How to connect Astrology with Predictive Models, Variables, Data Types and Data Science

Statistical Constructs

The first part of this series explains the purpose and need for statistical perspectives on astrology. If you haven’t read it, I recommend you do so first to understand the context of this second part. This is a rather long article, so please set aside some time and read it patiently.

A Question for You

I think it’s fitting to start the second part of this article series with an example. Let’s say you’re applying for a job and you’re at a job interview. You’re given a measuring tape and are asked to find the approximate weight of a few middle-aged men and women of average height and build who are sitting in front of you.

You’re allowed to ask the interviewer for more questions, information, or other data if needed. What would you do? What kind of questions, data, or information would you ask for to quickly get the answer to the question you’ve been given?

Pay close attention to the question. You’re given a measuring tape, which helps measure the distance between two points. But you’re being asked to estimate the weight of some people. Take a pause here, think about your answer or approach, and jot it down. By the time you finish reading the rest of this article, you may find multiple paths to answer the question I’ve posed.

You can relate this example to astrology. In astrology, you look at the planetary position data, but the predictions you give are about life events, aren’t they?

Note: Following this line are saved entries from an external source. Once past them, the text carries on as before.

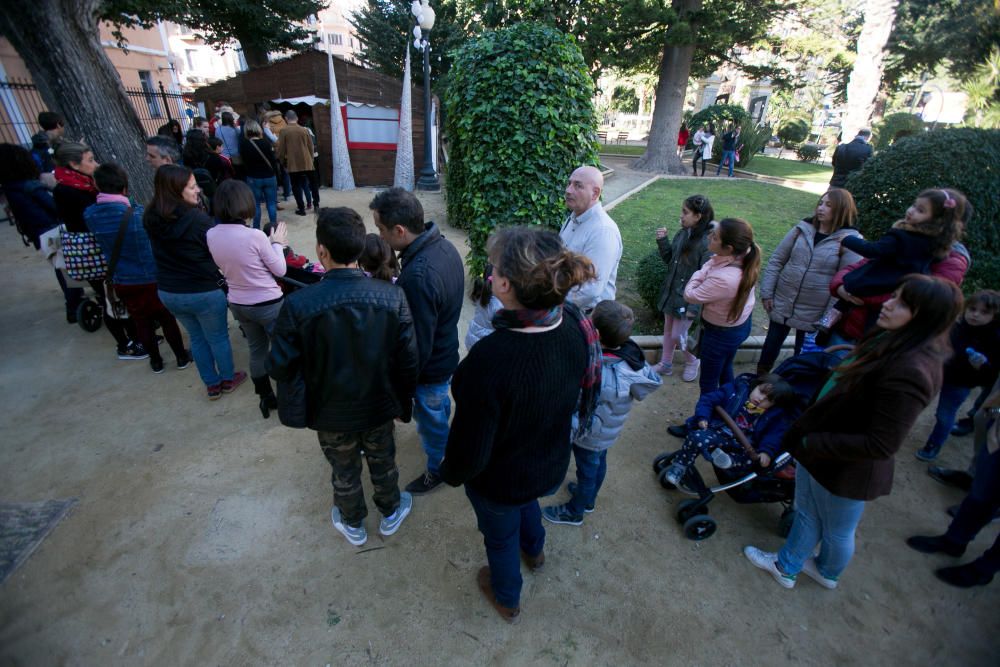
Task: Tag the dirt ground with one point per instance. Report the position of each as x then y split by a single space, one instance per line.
202 537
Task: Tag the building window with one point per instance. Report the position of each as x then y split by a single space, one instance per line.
146 83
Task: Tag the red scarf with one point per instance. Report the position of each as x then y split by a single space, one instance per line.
74 179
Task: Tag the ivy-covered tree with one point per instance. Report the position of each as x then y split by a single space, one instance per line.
259 27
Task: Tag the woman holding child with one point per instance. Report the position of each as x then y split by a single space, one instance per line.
795 287
515 396
845 442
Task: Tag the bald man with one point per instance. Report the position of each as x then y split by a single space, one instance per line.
591 232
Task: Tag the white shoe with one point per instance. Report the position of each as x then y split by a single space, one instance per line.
356 536
810 568
768 562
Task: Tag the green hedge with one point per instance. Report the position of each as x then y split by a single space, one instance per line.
966 159
520 119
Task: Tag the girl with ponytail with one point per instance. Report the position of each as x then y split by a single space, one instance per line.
517 396
724 286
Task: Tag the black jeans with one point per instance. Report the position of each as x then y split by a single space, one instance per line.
776 335
302 180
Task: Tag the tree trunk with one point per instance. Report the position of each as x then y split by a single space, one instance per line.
668 106
866 77
59 42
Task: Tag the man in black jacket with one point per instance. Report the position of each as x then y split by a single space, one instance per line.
350 340
850 157
433 278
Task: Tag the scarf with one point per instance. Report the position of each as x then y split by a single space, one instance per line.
74 179
590 384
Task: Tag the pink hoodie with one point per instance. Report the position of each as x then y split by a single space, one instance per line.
715 285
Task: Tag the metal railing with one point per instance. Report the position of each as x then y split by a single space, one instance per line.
21 102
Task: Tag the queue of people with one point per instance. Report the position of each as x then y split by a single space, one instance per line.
551 369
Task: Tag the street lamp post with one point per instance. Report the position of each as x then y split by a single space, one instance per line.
425 21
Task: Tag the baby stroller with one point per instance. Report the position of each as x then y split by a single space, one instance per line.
774 484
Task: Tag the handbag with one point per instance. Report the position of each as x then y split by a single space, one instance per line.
114 305
83 256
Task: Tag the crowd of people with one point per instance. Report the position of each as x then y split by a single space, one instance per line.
550 369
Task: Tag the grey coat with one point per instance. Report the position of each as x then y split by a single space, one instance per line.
798 275
680 268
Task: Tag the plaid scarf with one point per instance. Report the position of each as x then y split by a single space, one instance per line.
590 385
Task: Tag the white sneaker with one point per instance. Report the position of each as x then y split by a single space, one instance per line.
809 567
768 562
356 536
390 524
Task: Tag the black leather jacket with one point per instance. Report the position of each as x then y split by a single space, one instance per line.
349 339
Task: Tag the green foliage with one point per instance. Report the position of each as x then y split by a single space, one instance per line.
808 151
520 119
718 115
793 130
753 138
649 277
965 159
896 126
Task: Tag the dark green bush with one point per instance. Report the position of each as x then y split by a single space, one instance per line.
520 119
808 152
896 126
793 130
966 159
649 278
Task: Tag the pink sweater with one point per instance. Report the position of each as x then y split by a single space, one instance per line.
715 285
248 261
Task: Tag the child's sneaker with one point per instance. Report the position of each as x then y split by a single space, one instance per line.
390 524
561 514
571 487
928 452
355 535
809 567
768 562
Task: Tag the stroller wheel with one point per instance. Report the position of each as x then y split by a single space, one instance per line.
785 522
662 461
699 527
89 316
687 509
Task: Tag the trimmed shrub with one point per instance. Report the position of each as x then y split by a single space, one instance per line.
649 278
520 119
808 152
793 130
966 159
896 126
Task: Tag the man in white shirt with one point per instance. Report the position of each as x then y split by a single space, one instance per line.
591 232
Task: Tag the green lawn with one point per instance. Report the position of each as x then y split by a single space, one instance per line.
771 209
802 171
622 149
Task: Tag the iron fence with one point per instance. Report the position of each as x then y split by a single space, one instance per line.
20 104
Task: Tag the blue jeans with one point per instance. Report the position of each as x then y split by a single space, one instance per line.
727 156
820 518
431 410
265 191
507 529
591 467
717 350
949 401
205 317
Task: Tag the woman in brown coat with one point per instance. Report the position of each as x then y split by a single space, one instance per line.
845 442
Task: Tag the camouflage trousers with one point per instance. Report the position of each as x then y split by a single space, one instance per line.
344 451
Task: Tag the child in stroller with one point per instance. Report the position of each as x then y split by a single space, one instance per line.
749 484
758 405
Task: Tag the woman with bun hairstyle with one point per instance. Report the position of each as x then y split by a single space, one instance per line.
845 443
517 395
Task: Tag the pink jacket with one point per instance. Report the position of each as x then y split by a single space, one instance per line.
248 261
714 286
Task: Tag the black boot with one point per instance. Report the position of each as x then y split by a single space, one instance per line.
268 401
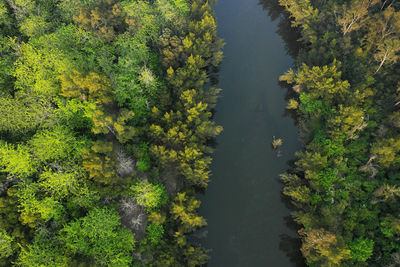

What We’ll Cover in This Part

In this article, we’ll look at some basic statistical concepts. The goal of this part is to introduce you to what variables are in statistics and how equations are derived.

This article might seem challenging for those who have no basic familiarity with statistics and a bit superficial for those who have studied statistics. This article is written with the former audience in mind. I am deliberately keeping it a bit superficial, as I realize that deep explanations of statistical concepts might alienate this type of reader.

This article is an important foundation for understanding the later parts of this series. I have tried to condense a vast amount of statistical knowledge—which can take years to study and understand—into one article. I am writing this with the awareness that if you are not interested, there is a good chance you might not understand it.

This part is a crucial introduction to the types of statistical constructs found in astrology. Therefore, I request that readers take some time to reread and understand any parts that they find difficult.

This article is closely related to my previous article series on how astrological rules are constructed. For your convenience, I have provided the links to that series below. You can read them when you have time to get more in-depth information.

Statistical Mathematical Models – An Introduction

We know that equations mathematically summarize the relationship between two or more things. These equations can be exact or approximate.

Y=f(Xi​)

Where i=1 to n

This is a general notation used to indicate a relationship between two things. Here, Y is the outcome, and X represents its factors or variables. The notation i=1 to n indicates that there could be more than one factor.

You may have studied about exact relationships used in fields like physics and chemistry, which deal with inanimate objects. For example, you know the equation for water.

Water = f(Hydrogen, Oxygen); n = 2

H2​O=f(H,O)

2 H+1 O2​=1 H2​O

Water consists of 2 molecules of hydrogen and 1 molecule of oxygen—this is a fixed, definite equation. What we need to understand is the 2:1 ratio. In such equations, a certain outcome is determined by one or two inanimate factors, which makes the outcome certainty possible.

However, in equations dealing with living things, exact equations rarely work. Because the factors for an action can be more than one and not all factors can be identified, classified and measured, mathematical equations about living things are always to some extent approximate and bound to have a certain amount of error. For example, the factors that control a person’s blood pressure.

Furthermore, a fundamental property of all living things is a certain degree of randomness—they don’t always react in the exact same way to the same specific stimulus every time ceteris paribus.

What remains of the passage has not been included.